FREE is the new winning platform pricing model in the age of computing and AI costs racing to zero. It is our GTM Strategy. We’ll meet you in the marketplace.
Section I
Transcript from Eric
One of the reasons why our industry is so tough is that just when you sort of figured it out, the rules change again. So I’ll give you a simple example.
I you went to business school and I didn’t, but I teach at business school, you would have been taught: Build a great product, organize a salesforce (you know you and I talked about this in my previous roles), sell it to the customer, charge a fair price, make the customer happy.
Seems like that’s what business is about, right?
That strategy is insufficiently scalable in a global market that’s all interconnected. So in other words, it sounds like a fine strategy and it’ll produce a reasonable business, but it’s not going to produce a huge business. It’s just too hard to hire all those salespeople, working with every customer and so forth. You have to have a more clever strategy.
So I can give you examples but all of the really big companies have invented a new way to access information or a new way to do something that didn’t require that full cycle and all the time that is required.
Many ideas I hear don’t require that full cycle and all the time that is usually needed. So many, many people talk to me about their new ideas — and I’m sure there are many of them represented here in the room. The problem is, they’re good… but they’re not good enough.
The specific question I would ask is: Do a plan over the next five years. I always like to do five-year plans and try to figure out what your growth route will be like, and then try to figure out what a more scalable strategy would be.
Give it away? Yes! And it’s been done before.
Editor’s note: It has indeed. See Jack Bolt, the Godfather of Open Source.
A typical example: Somebody will build some interesting app that they want to charge $10 for. And so I will ask, “Well, why couldn’t you give the app away for free and then upsell the users?” Everybody here understands that strategy.

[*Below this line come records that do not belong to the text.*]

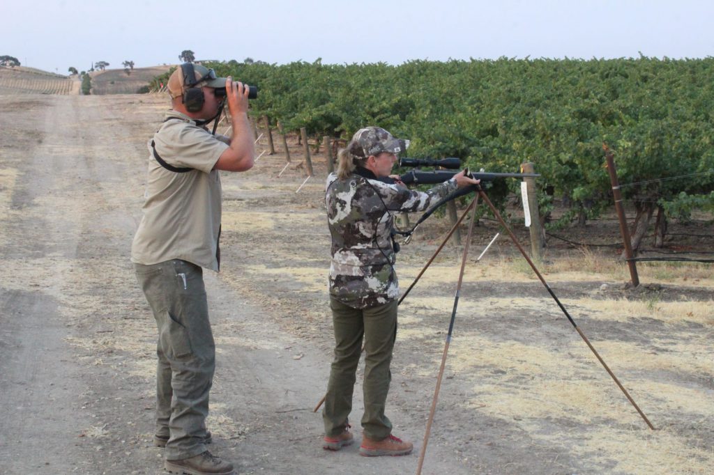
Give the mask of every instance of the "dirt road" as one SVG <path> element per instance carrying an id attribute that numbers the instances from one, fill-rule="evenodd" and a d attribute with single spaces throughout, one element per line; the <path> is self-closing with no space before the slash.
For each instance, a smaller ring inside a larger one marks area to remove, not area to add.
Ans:
<path id="1" fill-rule="evenodd" d="M 151 445 L 156 330 L 129 256 L 146 140 L 166 107 L 154 96 L 0 96 L 1 473 L 164 473 Z M 332 344 L 324 163 L 296 193 L 299 160 L 278 178 L 283 160 L 222 178 L 223 268 L 206 273 L 211 449 L 241 473 L 414 473 L 416 454 L 319 446 L 312 408 Z M 400 253 L 403 287 L 445 230 L 425 226 Z M 478 242 L 493 234 L 481 228 Z M 459 252 L 447 247 L 401 310 L 388 414 L 417 451 Z M 710 271 L 636 298 L 624 278 L 589 269 L 596 259 L 548 276 L 651 431 L 505 241 L 489 255 L 466 274 L 425 473 L 711 472 Z"/>

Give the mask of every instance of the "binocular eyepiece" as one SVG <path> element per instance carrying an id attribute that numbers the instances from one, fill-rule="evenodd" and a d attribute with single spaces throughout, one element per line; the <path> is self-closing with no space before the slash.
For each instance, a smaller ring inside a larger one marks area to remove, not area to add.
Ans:
<path id="1" fill-rule="evenodd" d="M 459 158 L 400 158 L 401 167 L 441 167 L 451 170 L 458 170 L 461 168 L 461 160 Z"/>
<path id="2" fill-rule="evenodd" d="M 222 88 L 216 88 L 213 91 L 213 94 L 216 97 L 219 98 L 223 98 L 226 97 L 226 86 Z M 248 86 L 248 98 L 255 99 L 258 97 L 258 86 Z"/>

Let me give you another example. I’m quite convinced I know what the platforms will look like in five years. I can’t tell you what the great companies will be like, but I’ll describe it.
Five years ago, I said publicly that the future would be apps on smartphones that use Google Maps, GPS, and do something useful. Now, what I should have said was Uber. But I wasn’t smart enough to say that what people actually want is a personal transportation system. That was up to Travis and his co-founder to invent in Paris when they were visiting.
So what do I think we’ll be talking about five years from now? I think we’ll be talking about systems that use Android and iOS, fast networks, and powerful machine learning. But they’re going to do something else: they’re going to use the crowd to learn something.
I’ll give you a trivial example. I know nothing about dermatology, and I have a million dollars. So what I’m going to do is run around to dermatologists and pay them $1 to categorize skin samples with whatever the dermatological problem is. I’ll put that into my machine learning system, run it through the system, have it do a series categorizations, and then I’m going to go and sell the same service back to dermatologists — because my system will be more accurate than any individual dermatological diagnosis.
That model — which is you crowdsource information in, you learn it, and then you sell it — is, in my view, a highly likely candidate for the next $100 billion corporations. I’m not suggesting that it’ll be Alphabet or Uber or Facebook, but if I were starting a company, I would start with that premise today.
KEY POINT: How can I use this concept of scalability to get my users to teach me? So if your users teach me, and then I can sell to them — or to others — a service which is better than their own knowledge, it’s a win for everybody.